Am siebten Tag im Amt besucht Astrid Grotelüschen das Wendland — und triff auf Protest

off Hitzacker. Zu den ersten Händen, die Astrid Grotelüschen bei ihrem Antrittsbesuch im Wendland schüttelt, gehören die ihrer größten Kritiker. Mit Plakaten und Faltblättern erwarten die Protestler Niedersachsens neue Landwirtschaftsministerin vor dem Cafe Dierks in Hitzacker, wo die 45-Jährige 50 Minuten später die Bioenergie-Dörfer in der Region küren wird (siehe rechts). Noch ist die Christdemokratin keine Woche im Amt, doch die Mitglieder der Initiative gegen industrielle Tierhaltung haben ihre Meinung bereits auf ein Pappschild gepinselt: „Frau Grotelüschen züchtet Puten, ist uns das noch zuzumuten?" Die Ministerin nimmt das Plakat zur Kenntnis. Lächelt mild. Schüttelt weiter Hände - und steckt das Faltblatt ihrer Kritiker zu ihrer Rede in die dezente schwarze Aktenmappe unterm Arm.

Stets ein freundliches Lächeln auf den Lippen. So präsentierte sich Landwirtschaftsministerin Astrid Grotelüschen (l.) bei Ihrem ersten Auftritt im Wendland - gegenüber ihren Kritikern, genauso wie im Gespräch mit der CDU-Landtagsabgeordeneten Karin Bertholdes-Dandrock. Foto: t&w

Den übrigen Abend bleibt Astrid Grotelüschen von weiterer Kritik an ihrer Person verschont. Zumindest von öffentlicher. Denn hinter vorgehaltener Hand nennen sie einige Wendländer bereits die „große Lusche", als Betreiberin eines Putenzuchtbetriebs kritisieren sie Verbände wie die Arbeitsgemeinschaft bäuerliche Landwirtschaft (AbL) als Vertreterin einer industriellen und tierquälerischen Landwirtschaft. Astrid Grotelüschen allerdings lächelt über alle Vorbehalte hinweg, lobt Lüchow-Dannenberg als vorbildliche Bioenergie-Region, lässt sich von der Projektleiterin des Abends in die richtige Foto-Position schieben - und schaut nur einmal auf die kleine Uhr an ihrem Armgelenk, bevor sie sich nach rund anderthalb Stunden verabschiedet. Den Anwesenden verspricht sie wiederzukommen. „Von Herzen." Und „aus echtem Interesse an der Region". Doch der siebte Tag als Ministerin war lang. Und der achte beginnt früh.

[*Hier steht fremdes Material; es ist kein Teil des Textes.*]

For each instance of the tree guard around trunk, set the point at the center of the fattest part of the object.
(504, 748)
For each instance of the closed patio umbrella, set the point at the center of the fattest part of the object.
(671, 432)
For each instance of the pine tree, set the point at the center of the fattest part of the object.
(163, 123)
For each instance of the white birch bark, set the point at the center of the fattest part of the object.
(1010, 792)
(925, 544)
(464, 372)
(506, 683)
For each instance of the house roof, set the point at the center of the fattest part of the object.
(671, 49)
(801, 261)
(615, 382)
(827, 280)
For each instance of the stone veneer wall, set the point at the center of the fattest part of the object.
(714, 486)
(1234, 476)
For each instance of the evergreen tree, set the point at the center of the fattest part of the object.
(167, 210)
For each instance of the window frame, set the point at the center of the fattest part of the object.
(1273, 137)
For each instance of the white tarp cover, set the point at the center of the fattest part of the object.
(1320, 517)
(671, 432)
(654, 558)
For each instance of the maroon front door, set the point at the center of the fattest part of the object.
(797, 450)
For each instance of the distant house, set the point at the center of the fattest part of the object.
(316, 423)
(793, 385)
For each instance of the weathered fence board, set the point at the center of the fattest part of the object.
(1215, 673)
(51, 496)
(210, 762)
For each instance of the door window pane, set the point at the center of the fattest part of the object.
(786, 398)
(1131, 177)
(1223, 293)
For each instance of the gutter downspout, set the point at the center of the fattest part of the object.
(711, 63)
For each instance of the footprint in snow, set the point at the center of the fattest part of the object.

Vor ihrem Besuch in Hitzacker hat die erste Frau an der Spitze des niedersächsischen Landwirtschaftsministeriums
überhaupt bereits Hände beim EU-Projekttag am Gymnasium Wildeshausen geschüttelt. Sie hat auf der Tagung der Deutschen Reiterlichen Vereinigung in Bad Zwischenahn gesprochen und den deutschen Käsepreis im Freilichtmuseum am Kiekeberg verliehen. Fast 600 Kilometer wird sie am Ende des Tages im Auto gesessen - und mehr als 13 Stunden gearbeitet haben. Am nächsten Morgen geht ihr Leben als Ministerin um 8.45 Uhr weiter: Mit der Kabinettsvorbesprechung in ihrem Büro in Hannover.

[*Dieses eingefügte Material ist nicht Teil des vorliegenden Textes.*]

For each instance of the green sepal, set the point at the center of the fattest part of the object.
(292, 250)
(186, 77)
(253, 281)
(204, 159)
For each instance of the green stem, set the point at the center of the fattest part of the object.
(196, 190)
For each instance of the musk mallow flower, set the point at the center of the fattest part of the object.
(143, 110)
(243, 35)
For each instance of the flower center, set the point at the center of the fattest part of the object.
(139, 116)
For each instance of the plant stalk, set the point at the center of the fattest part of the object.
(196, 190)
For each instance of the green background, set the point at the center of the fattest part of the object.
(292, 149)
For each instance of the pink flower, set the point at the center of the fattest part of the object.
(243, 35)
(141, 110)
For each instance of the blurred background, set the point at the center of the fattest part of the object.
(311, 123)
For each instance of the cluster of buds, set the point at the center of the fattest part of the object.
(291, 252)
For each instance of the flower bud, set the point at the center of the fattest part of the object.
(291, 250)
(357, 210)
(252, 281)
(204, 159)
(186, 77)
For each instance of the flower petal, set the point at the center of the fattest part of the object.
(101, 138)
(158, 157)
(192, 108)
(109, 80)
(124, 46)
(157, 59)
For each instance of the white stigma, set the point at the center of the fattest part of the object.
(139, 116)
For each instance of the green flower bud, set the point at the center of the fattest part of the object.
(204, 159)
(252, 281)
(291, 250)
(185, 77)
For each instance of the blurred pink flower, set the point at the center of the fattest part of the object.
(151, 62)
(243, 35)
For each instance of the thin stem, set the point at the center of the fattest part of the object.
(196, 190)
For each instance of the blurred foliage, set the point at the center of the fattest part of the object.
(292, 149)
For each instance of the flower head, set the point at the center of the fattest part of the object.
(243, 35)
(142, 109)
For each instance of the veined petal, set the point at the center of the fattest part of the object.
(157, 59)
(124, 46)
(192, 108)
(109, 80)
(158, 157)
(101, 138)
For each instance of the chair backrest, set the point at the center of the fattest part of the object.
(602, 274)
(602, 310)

Die Anstrengungen des neuen Amtes sind auch in Hitzacker kaum zu übersehen. Die langen Autofahrten haben Falten im dunklen Hosenanzug der Christdemokratin hinterlassen - und auch die braunen Augen können die Müdigkeit nicht mehr verbergen. Den Präsentkorb mit Spargel und Wein aus der Region nimmt sie noch lächelnd entgegen - und vergisst ihn wenige Minuten später im Festsaal. Die Projektleiterin trägt ihn der Ministerin hinterher, der Fahrer übernimmt das Präsent, während Astrid Grotelüschen erneut von einer Menschentraube umringt wird. Ihre CDU-Parteikollegin aus dem Landtag, Karin Bertholdes-Sandrock, begleitet die Ministerin zum Auto.

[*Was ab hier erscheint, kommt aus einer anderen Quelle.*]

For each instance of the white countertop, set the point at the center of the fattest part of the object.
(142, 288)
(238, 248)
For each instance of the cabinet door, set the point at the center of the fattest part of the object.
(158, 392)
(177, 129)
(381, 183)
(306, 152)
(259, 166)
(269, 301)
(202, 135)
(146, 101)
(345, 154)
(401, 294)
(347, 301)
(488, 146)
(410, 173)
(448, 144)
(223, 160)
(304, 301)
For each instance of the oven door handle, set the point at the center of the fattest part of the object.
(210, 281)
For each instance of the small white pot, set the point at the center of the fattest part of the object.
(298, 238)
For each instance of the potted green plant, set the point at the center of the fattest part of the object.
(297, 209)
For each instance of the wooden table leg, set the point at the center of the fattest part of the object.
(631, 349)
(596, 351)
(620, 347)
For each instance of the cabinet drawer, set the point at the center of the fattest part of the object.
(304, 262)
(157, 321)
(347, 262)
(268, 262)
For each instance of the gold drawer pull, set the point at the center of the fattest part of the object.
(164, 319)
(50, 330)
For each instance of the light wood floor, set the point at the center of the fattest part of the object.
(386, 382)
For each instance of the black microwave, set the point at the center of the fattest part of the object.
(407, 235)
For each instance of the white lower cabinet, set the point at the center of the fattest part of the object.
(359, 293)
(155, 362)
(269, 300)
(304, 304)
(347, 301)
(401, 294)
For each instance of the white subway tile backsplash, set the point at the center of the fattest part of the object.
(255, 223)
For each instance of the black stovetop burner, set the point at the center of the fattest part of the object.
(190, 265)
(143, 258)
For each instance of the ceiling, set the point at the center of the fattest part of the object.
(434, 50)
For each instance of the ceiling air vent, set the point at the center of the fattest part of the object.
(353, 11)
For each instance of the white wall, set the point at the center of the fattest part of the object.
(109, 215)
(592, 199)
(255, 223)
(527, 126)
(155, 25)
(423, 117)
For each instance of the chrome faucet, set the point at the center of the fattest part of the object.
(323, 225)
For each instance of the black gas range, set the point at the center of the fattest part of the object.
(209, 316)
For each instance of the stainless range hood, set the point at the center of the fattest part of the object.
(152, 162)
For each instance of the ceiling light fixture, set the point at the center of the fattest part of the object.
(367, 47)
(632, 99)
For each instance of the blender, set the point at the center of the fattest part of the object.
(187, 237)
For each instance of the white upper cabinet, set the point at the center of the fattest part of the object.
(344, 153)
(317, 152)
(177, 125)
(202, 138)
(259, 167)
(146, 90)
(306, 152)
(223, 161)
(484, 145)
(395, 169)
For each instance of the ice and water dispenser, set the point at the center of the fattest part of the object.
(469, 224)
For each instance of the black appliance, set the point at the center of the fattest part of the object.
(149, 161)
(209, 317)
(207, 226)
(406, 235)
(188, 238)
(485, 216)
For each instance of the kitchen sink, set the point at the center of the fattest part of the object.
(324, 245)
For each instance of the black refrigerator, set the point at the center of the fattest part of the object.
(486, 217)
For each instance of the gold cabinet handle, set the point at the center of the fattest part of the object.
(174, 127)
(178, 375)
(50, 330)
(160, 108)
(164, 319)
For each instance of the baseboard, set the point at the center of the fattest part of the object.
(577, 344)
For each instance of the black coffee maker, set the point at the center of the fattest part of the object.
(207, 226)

Eine Hand vertrauensvoll auf der Ministerinnen-Schulter. Man nickt. Und lächelt. Grotelüschen verschwindet im dunklen BMW. Und Karin BertholdesSandrock winkt zum Abschied. Im Café Dierks ist man unterdessen zur Talkrunde übergegangen - anders als angekündigt jedoch ohne die Ministerin.

Im Anschluss an die Talkrunde wird locker geplaudert. Gesprächsthema Nummer eins: "Frau Ministerin". Während eine junge Frau aus den Reihen der Protestler sie „ganz nett" findet, deutet ein anderer ihre Rede als Bestätigung dessen, was er ohnehin schon wusste. „Sie wird die Massentierhalter unterstützen." In einem aber scheint sich die Mehrheit an diesem Abend einig: „Gut, dass sie mal da war." Und: „Schauen wir mal, was noch so kommt."